Circular Dependencies
Circular dependencies across tables are pretty common in most databases and can come in a lot of difference shapes and sizes. Sometimes, it's two tables referencing each other, other times, the circular dependency can be many tables long.
Neosync tries to handle all circular dependencies natively using the following algorithm:
- Create a DAG of the circular dependency to understand which tables rely on each other.
- Find the starting point and insert primary keys and data into that table besides any foreign key references. Note that the foreign key column in the child must be nullable.
- Then continue to cycle to the downstream table from the one we just inserted to insert all of the data into that table and then continue cycling.
- Come back to the original starting table, and update in the foreign key reference into the nullable column.
This is the general approach to how we handle circular dependencies although it does get quite more complicated when we add in more tables, filters, aliases and other attributes to the mix. The key thing here is that at least one table involved in the dependency must have a column that is nullable so that we can come back to it later and fill in the remaining foreign key references.
Sync Jobs
Handling circular dependencies in a Sync Job involves a few key concepts:
Support for Circular Dependencies: Sync jobs can handle both self-referencing circular dependencies and those spanning multiple tables.
Nullable Columns: For circular dependencies to work, at least one table involved in the dependency must have a column that is nullable.
Foreign Key Dependencies and Table Constraints: While a sync job does not modify table constraints, it synchronizes data based on foreign key dependencies.
Data Insertion and Updating Process: Sync jobs first performs an initial data insertion. Subsequently, it updates the columns involved in the circular dependency.
Generate Job
In Neosync, handling circular dependencies in a Generate Job involves a few key concepts:
Support for Circular Dependencies: Generate jobs currently do not handle circular dependencies. If the schema has a self referencing circular dependency and that column is nullable then use the Null
transformer.
CLI - Sync cmd
In Neosync, handling circular dependencies in a CLI Sync cmd involves a few key concepts:
Support for Circular Dependencies: The CLI sync feature in Neosync is capable of managing both self-referencing circular dependencies and those involving multiple tables. In scenarios where the source data is not from a SQL database (like AWS S3) but the destination is a SQL database, Neosync utilizes the foreign key constraints of the destination SQL database to effectively insert data.
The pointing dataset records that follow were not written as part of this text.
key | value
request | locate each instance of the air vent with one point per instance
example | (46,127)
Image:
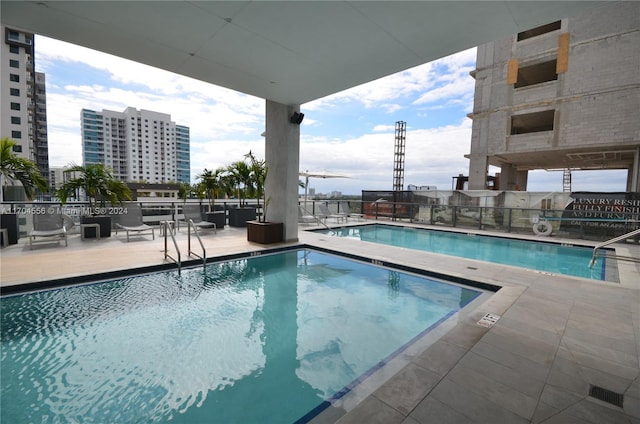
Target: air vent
(605,395)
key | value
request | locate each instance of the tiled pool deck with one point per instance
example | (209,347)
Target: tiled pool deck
(556,337)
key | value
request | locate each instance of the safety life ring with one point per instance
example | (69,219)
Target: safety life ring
(542,228)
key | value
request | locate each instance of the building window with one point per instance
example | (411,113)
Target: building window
(534,32)
(536,74)
(532,122)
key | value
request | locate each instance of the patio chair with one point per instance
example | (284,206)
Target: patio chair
(305,217)
(325,213)
(193,213)
(48,226)
(131,221)
(345,210)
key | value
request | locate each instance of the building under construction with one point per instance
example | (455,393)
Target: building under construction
(561,96)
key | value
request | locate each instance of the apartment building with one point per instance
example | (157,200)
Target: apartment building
(562,96)
(140,145)
(23,116)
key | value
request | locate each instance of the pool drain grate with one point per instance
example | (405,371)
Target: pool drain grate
(605,395)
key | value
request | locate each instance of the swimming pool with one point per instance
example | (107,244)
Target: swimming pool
(541,256)
(272,338)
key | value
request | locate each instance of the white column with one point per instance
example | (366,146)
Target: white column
(282,154)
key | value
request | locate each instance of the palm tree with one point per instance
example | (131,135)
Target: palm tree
(259,170)
(240,175)
(24,171)
(98,182)
(210,182)
(184,190)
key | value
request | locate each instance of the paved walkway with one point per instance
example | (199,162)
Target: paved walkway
(556,337)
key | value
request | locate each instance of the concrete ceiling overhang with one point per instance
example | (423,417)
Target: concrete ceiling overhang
(291,52)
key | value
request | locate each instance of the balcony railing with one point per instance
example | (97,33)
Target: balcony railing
(524,221)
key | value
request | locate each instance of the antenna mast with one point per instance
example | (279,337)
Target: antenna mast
(398,157)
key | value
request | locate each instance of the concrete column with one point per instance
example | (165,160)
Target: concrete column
(282,154)
(478,169)
(511,179)
(633,175)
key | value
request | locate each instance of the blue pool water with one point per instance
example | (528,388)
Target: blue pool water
(542,256)
(266,339)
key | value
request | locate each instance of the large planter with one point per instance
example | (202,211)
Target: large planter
(238,217)
(103,221)
(265,232)
(218,218)
(9,221)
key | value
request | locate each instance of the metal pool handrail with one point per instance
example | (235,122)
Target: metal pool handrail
(613,240)
(190,225)
(168,229)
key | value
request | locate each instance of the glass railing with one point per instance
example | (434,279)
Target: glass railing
(526,221)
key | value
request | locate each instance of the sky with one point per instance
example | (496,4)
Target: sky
(350,133)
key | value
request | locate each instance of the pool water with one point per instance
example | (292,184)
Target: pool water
(267,339)
(541,256)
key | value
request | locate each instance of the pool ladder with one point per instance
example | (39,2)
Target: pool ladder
(167,227)
(623,237)
(195,231)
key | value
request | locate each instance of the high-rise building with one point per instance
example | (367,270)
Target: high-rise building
(140,145)
(23,107)
(561,96)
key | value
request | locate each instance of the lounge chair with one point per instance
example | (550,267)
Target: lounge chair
(131,221)
(305,217)
(193,213)
(325,213)
(48,226)
(345,210)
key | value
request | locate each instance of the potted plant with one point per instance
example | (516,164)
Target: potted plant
(100,185)
(261,230)
(16,169)
(239,179)
(210,182)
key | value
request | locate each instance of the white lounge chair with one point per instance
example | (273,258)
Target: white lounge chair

This approach ensures data integrity and respects the relational structure of the SQL database.
Nullable Columns: For circular dependencies to work, at least one table involved in the dependency must have a column that is nullable.
Foreign Key Dependencies and Table Constraints: While a CLI sync does not modify table constraints, it synchronizes data based on foreign key dependencies.
Data Insertion and Updating Process: Sync jobs first performs an initial data insertion. Subsequently, it updates the columns involved in the circular dependency.